The Program provides advocates who represent the best interests of abused and neglected children independent of the court and the child welfare system. GALs are professional paid staff or volunteers appointed by the Juvenile or Family Court to represent children in court proceedings. The GAL is assigned as an advocate for the child during the court process.
Courts often turn to GALs, a child psychologist, or a custody evaluator to provide independent counsel. Recommendations must be given in writing and made available to counsel upon request.
A Guardian ad Litem is not a legal guardian, has no control over the person or property of the child, and does not provide a home for the child. The GAL also does not function as the child’s attorney or provide direct services to the child.
GALs conduct interviews and observe the children and significant people in their lives. They review social service, medical, school, psychological and criminal records, and reports. They attend meetings with the other professionals involved with the children and their families and monitor court-ordered plans to ensure the children’s best interests are met.

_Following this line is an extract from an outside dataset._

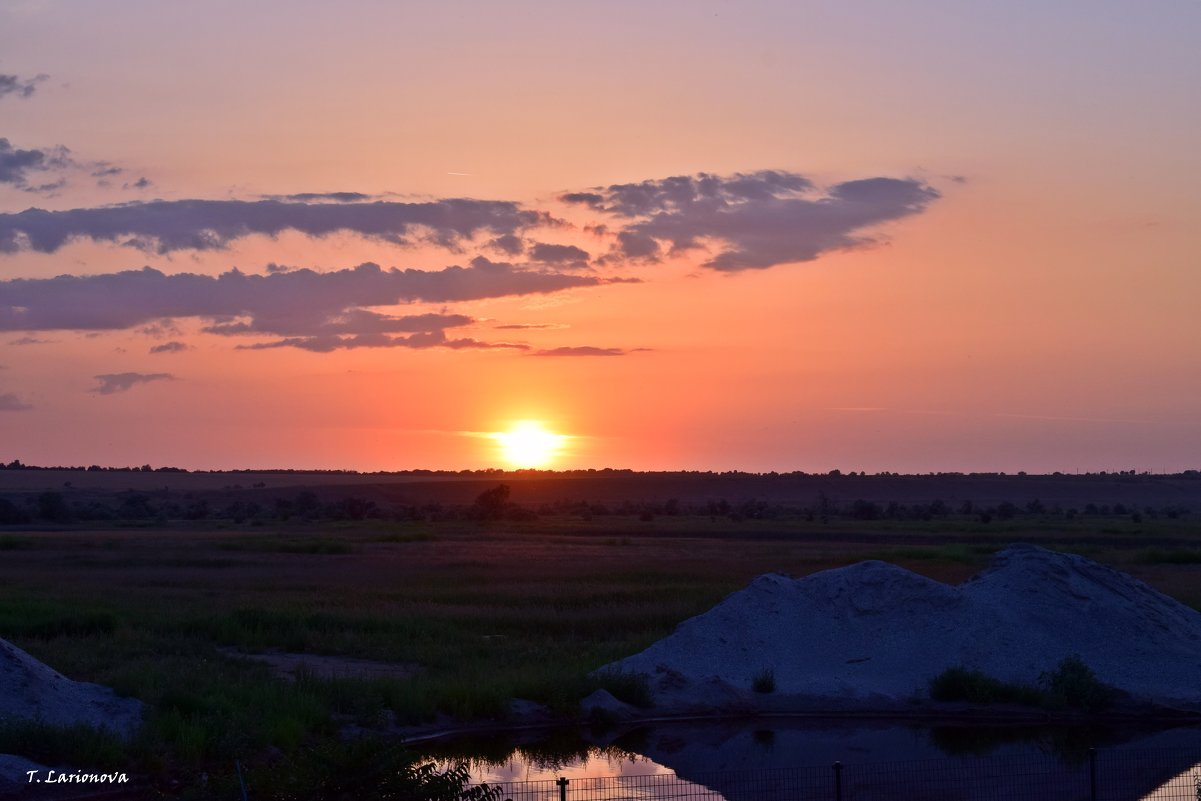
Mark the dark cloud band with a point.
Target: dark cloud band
(166, 226)
(750, 221)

Are there rules about moving with a child to another part of Minnesota or out of state?
A parent who is a residential parent must bring a motion before the court requesting permission to move. As with all other custody decisions, the parent will need to show that the move is in the child’s best interests.
If the other parent has court-ordered parenting time, the residential parent must get their permission or a court order allowing them to move with the child. The court considers several factors, including the child’s age and how the move would impact them, the relationship with both parents, and how the relationship with the other parent could be maintained.

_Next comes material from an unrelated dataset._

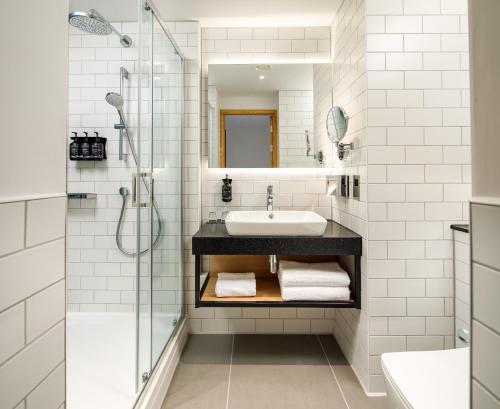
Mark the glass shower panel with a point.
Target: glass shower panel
(166, 166)
(144, 201)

Who would have custody if the other parent and I were never married?
By law, if the mother and the father of a child were not married at the time of the child’s birth, the mother has sole custody of the child until a court issues a custody order. That is true even if the parents have signed a Recognition of Parentage and both names appear on the child’s birth certificate.
Do children have a say in custody matters?

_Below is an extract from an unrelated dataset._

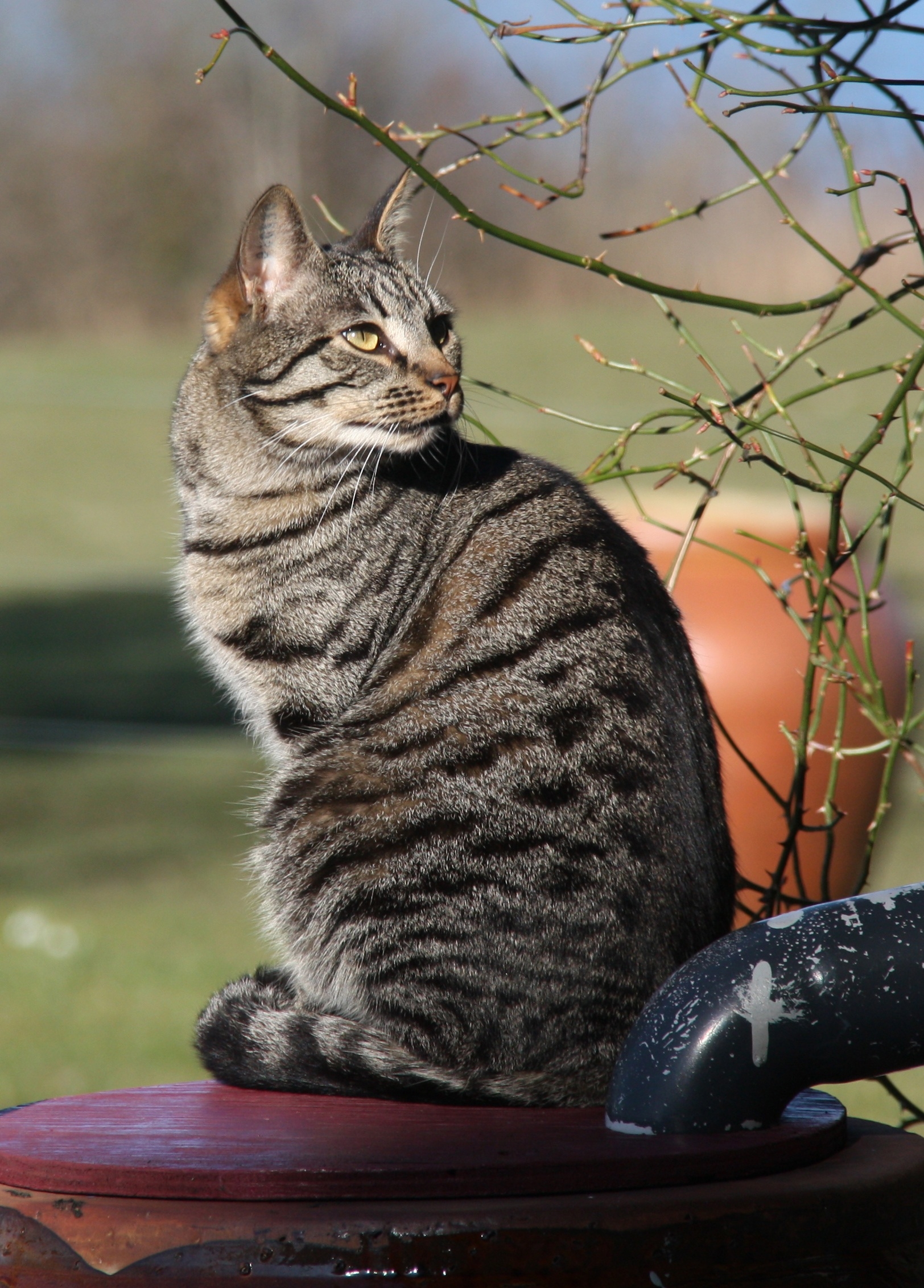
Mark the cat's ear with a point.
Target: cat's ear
(275, 250)
(382, 230)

To some degree, yes. A child’s wishes are taken into account on a case-by-case basis.
Generally, a child can express a preference when that child has reached a suitable age and maturity level. However, most courts do not place much weight on a child’s preference before the child turns 12. Even at that age and older, the child’s preference is only one factor out of many for determining custody.
What about grandparents and visitation or custody rights?
It may be possible for someone other than the biological, adopted, or legal parent to obtain third-party custody of someone else’s child. Most of the time, this occurs when both biological parents are unfit, perhaps due to child abuse, substance abuse, or neglect.
That can be a complicated and emotionally charged issue, and it’s often best to consult with an experienced family law attorney before moving forward.
What can I do if the other parent isn’t following the court-ordered parenting time schedule?
You have several options when the other parent isn’t following a court order, including mediation, filing a motion with the court, or going through alternative dispute resolution processes.
You can seek a Parenting Time Assistance Motion to ask the court to change a parenting schedule, enforce an existing schedule, or ask for makeup parenting time. You can also ask for changes in how the children are transported and exchanged, for the other party to pay you back for court fees and costs or expenses related to denied parenting time, or to pay the court a civil penalty of up to $500.
If the court finds the other parent has denied or interfered with court-ordered parenting time, this may be a basis to ask for a custody change.